Screening 2D materials with topological flat bands

Topological flat band (TFB) has been proposed theoretically in various lattice models, to exhibit a rich spectrum of intriguing physical behaviors. However, the experimental demonstration of flat band (FB) properties has been severely hindered by the lack of materials realization. Here, by screening materials from a first-principles materials database, we identify a group of 2D materials with TFBs near the Fermi level, covering some simple line-graph and generalized line-graph FB lattice models. These include the Kagome sublattice of O in TiO2 yielding a spin-unpolarized TFB, and that of V in ferromagnetic V3F8 yielding a spin-polarized TFB. Monolayer Nb3TeCl7 and its counterparts from element substitution are found to be breathing-Kagome-lattice crystals.
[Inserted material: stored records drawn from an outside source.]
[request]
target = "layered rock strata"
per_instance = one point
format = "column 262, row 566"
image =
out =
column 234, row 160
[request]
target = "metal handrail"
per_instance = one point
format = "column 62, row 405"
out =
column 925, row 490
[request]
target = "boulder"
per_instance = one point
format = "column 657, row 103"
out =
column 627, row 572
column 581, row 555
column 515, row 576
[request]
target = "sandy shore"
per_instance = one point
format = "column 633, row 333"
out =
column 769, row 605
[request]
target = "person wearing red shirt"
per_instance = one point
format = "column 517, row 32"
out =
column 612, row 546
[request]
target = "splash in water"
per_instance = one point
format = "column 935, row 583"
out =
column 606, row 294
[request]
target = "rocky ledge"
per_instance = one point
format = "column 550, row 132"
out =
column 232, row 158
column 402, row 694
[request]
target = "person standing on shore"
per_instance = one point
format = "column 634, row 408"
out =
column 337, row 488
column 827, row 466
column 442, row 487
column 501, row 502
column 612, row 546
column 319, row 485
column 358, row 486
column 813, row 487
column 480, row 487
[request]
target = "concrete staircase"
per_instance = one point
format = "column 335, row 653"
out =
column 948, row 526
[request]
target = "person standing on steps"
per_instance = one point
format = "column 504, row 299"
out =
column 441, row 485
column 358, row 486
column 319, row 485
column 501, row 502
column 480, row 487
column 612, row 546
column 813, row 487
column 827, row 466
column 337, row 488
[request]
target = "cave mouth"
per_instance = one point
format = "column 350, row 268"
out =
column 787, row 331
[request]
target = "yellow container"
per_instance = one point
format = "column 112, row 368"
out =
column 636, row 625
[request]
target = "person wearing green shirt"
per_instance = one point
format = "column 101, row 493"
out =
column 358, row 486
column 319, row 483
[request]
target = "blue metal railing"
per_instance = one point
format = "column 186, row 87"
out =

The family of monolayer III2VI3 compounds exhibit a TFB representing the coloring-triangle lattice model. ReF3, MnF3 and MnBr3 are all predicted to be diatomic-Kagome-lattice crystals, with TFB transitions induced by atomic substitution. Finally, HgF2, CdF2 and ZnF2 are discovered to host dual TFBs in the diamond-octagon lattice. Our findings pave the way to further experimental exploration of eluding FB materials and properties.